Returning to the Clarkesworld issue that sent me down this hellish path to begin with, A.C. Wise's second-person subversion of the sexbot subgenre with "The Last Survivor of the Great Sexbot Revolution" plays with gendered assumptions of the generic, telling a properly Harawayan cyborg love story whose formal idiosyncrasies support the thematic content and provide them a depth that allows the words themselves a strong foundation on which to build. And it doesn't disappoint.

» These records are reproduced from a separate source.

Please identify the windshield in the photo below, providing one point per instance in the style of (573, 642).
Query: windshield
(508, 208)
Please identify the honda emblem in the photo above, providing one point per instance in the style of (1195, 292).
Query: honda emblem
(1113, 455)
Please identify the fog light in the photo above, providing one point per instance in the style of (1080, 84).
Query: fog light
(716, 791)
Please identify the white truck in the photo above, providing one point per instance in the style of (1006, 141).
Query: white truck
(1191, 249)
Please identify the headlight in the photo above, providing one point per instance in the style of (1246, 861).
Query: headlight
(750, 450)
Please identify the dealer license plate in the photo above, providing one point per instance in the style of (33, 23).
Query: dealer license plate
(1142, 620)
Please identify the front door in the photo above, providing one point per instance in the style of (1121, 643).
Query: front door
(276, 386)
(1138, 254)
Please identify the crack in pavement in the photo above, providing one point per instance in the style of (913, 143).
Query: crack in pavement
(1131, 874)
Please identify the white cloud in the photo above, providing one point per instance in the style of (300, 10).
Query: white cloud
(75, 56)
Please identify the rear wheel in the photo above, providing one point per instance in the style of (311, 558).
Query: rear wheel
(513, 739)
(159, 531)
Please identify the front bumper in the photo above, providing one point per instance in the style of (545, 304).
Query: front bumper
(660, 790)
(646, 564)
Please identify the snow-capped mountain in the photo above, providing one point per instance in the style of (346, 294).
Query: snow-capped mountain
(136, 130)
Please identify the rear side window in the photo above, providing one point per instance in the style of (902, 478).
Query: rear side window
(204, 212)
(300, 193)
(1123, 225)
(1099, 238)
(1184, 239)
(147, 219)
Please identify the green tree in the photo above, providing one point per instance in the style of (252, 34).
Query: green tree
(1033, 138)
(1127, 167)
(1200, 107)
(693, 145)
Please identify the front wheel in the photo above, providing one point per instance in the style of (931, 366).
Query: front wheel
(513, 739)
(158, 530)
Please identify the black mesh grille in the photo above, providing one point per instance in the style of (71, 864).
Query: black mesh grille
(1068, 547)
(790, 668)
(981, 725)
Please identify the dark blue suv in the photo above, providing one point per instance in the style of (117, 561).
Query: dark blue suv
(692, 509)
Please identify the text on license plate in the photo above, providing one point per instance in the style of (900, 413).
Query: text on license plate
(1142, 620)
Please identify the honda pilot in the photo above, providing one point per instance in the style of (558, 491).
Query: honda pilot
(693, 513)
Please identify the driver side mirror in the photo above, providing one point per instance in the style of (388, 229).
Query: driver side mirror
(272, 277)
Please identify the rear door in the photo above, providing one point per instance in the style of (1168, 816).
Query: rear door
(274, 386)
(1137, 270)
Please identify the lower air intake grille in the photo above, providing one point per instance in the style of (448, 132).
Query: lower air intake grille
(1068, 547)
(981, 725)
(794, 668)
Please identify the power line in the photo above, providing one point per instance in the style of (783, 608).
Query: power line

Joyce Chng's "Eagle Feathers" seems at first to fit into this pattern as well, but there is an understatedness to it that opens it into something much bigger. A story of development against nature, and the fantastical form of revenge, it is marked by a kind of heterogeneous wish fulfillment without being in any way pandering. The oily monstrosity is somewhere between, in my mind, Fern Gully and Cyclonopedia, with all the weird weight that puts on it, and though it seems a fairly straightforward bit of fabulism there is an economy of expression here that defies the simple call to categorization. The way that small symbols get woven into the fabric of the tale, situating its fabulism by way of the thematic and cultural particular, gives this story a peculiar heft well worth exploring.
Genevieve Valentine's "86, 87, 88, 89" from this month's Clarkesworld left me kind of underwhelmed - it felt a little more Jake Kerr than Caitlín R. Kiernan, if you get me - but luckily she also had "Terrain" published this month, which is probably a story that had people gripping the edges of their smartphones just dying to know what happens or whatever but holy shit, lets just ignore that and talk about how incredibly fucking on she can be with those clipped sentences when she is writing about the setting. The sentences themselves, the way they are so sharp they just snip right off the rest of the paragraph, and they suggest so much, and slowly accrue until you finally run across like, a whole four-sentence paragraph and it feels like the heaviest thing you've ever read, like this dead character fucking died; but more than that, the landscape, the way this supremely non-mimetic weight gives these words a space to create space and fucking feel like space. I am pretty into it.
And finally, finally. This story would've fit in a discussion with others but I wanted to leave it to last because it is the only story I just straight up liked as much as "Weight;" "Town's End" by Yukimi Ogawa. Ogawa's "The Earth of Ashes" was one of my favorite stories of last year, and "Town's End" maintains the elegance while introducing a kind of whimsy. I also have very little to actually say here, but of everything I read this month, "Town's End" was, for me, absolutely the most pleasurable, and I don't mean that in some escapist page-turner sense; I mean its language works its way into you, and reconfigures something small inside.